The addition of IC to LPS-stimulated macrophages also resulted in the downregulation of several secreted products (Figure 2E). The secretion of pro-inflammatory chemokines (45–47) CXCL11, CXCL13, CCL8, and CCL15 was decreased by the addition of IC to LPS-stimulated macrophages, as was the secretion of the cytokine IL-6. Protease inhibitors and complement pathway proteins were also inhibited, indicating that IC co-stimulation downregulates several pathways of inflammation. An ELISA confirmed the decrease in the secretion of IL-6, IL-12 (which is not included in the SOMAscan platform) and CCL8 by the addition of IC to LPS-stimulated macrophages (Figure 2F).

Functional properties of macrophages stimulated in the presence of immune complexes.

To determine the functional significance of the differentially expressed genes in R-Mϕ, the RNA-seq differential expression data was uploaded into the Ingenuity Pathway Analysis (IPA) tool. The Diseases and Functions report from IPA predicted increased activation of angiogenesis, cell proliferation, and tumor vulnerability (Fig. 3A), and a decreased activation of inflammation and rheumatic diseases (Fig. 3B). In total, 1,337 unique genes contributed to the predicted upregulated functions and 716 unique genes contributed to the 33 predicted downregulated functions. The IPA Diseases and Functions report is consistent with a pro-survival, pro-growth, and anti-inflammatory phenotype of macrophages following stimulation in the presence of immune complexes.
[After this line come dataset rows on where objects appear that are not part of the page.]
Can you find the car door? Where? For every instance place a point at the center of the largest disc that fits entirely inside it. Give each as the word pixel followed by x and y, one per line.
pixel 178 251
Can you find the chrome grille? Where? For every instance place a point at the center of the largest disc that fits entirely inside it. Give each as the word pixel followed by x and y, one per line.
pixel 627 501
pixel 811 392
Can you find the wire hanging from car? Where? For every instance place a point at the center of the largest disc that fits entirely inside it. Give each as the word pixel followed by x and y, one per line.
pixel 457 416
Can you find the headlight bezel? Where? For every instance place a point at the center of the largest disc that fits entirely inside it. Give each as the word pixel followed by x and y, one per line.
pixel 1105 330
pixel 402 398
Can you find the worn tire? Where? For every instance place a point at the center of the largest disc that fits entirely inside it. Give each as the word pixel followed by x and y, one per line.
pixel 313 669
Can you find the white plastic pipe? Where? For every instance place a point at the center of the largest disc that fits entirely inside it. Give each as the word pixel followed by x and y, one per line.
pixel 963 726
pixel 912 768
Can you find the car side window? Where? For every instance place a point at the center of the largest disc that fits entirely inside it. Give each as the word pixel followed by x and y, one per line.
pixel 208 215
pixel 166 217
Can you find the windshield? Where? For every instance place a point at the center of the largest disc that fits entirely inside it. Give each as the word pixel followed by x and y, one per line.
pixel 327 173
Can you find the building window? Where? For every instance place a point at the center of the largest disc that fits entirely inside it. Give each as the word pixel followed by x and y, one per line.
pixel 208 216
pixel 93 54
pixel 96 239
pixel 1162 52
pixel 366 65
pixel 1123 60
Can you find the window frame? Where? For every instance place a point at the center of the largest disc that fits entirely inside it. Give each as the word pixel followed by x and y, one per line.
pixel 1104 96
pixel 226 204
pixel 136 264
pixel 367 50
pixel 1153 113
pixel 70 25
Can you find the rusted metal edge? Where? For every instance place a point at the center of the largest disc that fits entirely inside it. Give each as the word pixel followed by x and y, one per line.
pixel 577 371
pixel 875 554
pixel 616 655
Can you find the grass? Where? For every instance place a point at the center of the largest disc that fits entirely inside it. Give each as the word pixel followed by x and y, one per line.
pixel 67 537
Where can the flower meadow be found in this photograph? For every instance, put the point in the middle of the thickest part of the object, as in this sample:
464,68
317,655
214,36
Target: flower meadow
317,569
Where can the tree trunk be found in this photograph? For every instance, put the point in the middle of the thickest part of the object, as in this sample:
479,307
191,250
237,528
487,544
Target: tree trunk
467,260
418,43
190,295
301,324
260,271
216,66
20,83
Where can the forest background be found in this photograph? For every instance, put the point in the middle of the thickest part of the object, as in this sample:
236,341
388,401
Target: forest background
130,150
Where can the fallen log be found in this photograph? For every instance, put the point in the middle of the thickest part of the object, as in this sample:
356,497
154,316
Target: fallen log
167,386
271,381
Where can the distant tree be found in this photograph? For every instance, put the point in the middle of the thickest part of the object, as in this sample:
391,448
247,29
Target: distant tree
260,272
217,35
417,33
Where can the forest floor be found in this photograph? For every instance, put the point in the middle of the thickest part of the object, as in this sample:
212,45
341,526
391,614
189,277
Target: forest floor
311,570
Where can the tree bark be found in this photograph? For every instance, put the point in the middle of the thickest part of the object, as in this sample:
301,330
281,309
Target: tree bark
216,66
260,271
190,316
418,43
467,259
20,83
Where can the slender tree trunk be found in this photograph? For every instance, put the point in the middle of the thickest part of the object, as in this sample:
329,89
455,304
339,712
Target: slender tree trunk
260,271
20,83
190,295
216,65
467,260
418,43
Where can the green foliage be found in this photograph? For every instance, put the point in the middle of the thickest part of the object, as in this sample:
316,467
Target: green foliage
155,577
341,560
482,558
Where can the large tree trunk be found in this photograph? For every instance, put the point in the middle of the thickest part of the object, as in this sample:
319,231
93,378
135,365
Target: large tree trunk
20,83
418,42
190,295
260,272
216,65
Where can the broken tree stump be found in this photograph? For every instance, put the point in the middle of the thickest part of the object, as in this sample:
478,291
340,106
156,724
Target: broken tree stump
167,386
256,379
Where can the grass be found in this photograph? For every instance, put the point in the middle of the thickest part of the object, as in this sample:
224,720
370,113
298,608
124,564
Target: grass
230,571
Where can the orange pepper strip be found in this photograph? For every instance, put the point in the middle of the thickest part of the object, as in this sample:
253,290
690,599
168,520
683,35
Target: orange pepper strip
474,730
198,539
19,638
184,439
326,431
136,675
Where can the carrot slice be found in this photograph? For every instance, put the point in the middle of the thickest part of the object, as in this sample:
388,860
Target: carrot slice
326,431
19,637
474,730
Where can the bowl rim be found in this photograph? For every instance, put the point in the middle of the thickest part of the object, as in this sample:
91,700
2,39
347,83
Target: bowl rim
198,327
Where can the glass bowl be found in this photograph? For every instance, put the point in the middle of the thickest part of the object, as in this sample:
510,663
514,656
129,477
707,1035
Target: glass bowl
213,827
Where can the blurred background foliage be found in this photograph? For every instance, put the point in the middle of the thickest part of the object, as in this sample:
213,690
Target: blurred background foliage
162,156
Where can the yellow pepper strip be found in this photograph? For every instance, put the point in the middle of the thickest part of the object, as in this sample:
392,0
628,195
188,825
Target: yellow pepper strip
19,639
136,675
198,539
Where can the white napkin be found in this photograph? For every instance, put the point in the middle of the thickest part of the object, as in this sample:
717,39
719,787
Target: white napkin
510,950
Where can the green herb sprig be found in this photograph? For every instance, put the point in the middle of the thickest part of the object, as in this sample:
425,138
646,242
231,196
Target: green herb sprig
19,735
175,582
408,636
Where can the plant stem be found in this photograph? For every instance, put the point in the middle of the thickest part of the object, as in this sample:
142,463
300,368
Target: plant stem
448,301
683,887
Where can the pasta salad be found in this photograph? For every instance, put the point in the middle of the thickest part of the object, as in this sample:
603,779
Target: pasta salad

Figure 3. Functional properties of macrophages stimulated in the presence of immune complexes.

Differentially expressed genes (DEGs) in macrophages (FC ≥2 or ≤ −2) stimulated with LPS+IC were compared to cells stimulated with LPS alone, and uploaded into the Ingenuity Pathway Analysis Program and the Diseases and Functions Report was generated (n=3). Bar graphs (left) represent the top 20 (A) positively and (B) negatively enriched pathways ranked by z-score. Enriched diseases and functions were manually categorized into broader groups (pie charts) in a non-overlapping manner.

Taken together, our data confirms the work of several groups (31,32), that TLR stimulation alone triggers major gene expression changes in human macrophages leading to an inflammatory macrophage phenotype (so-called M1). The addition of soluble or particulate immune complexes at the time of stimulation leads to a downregulation of inflammatory gene expression and an enhanced array of immunoregulatory genes that have important roles in cell growth and repair, tissue remodeling, and angiogenesis.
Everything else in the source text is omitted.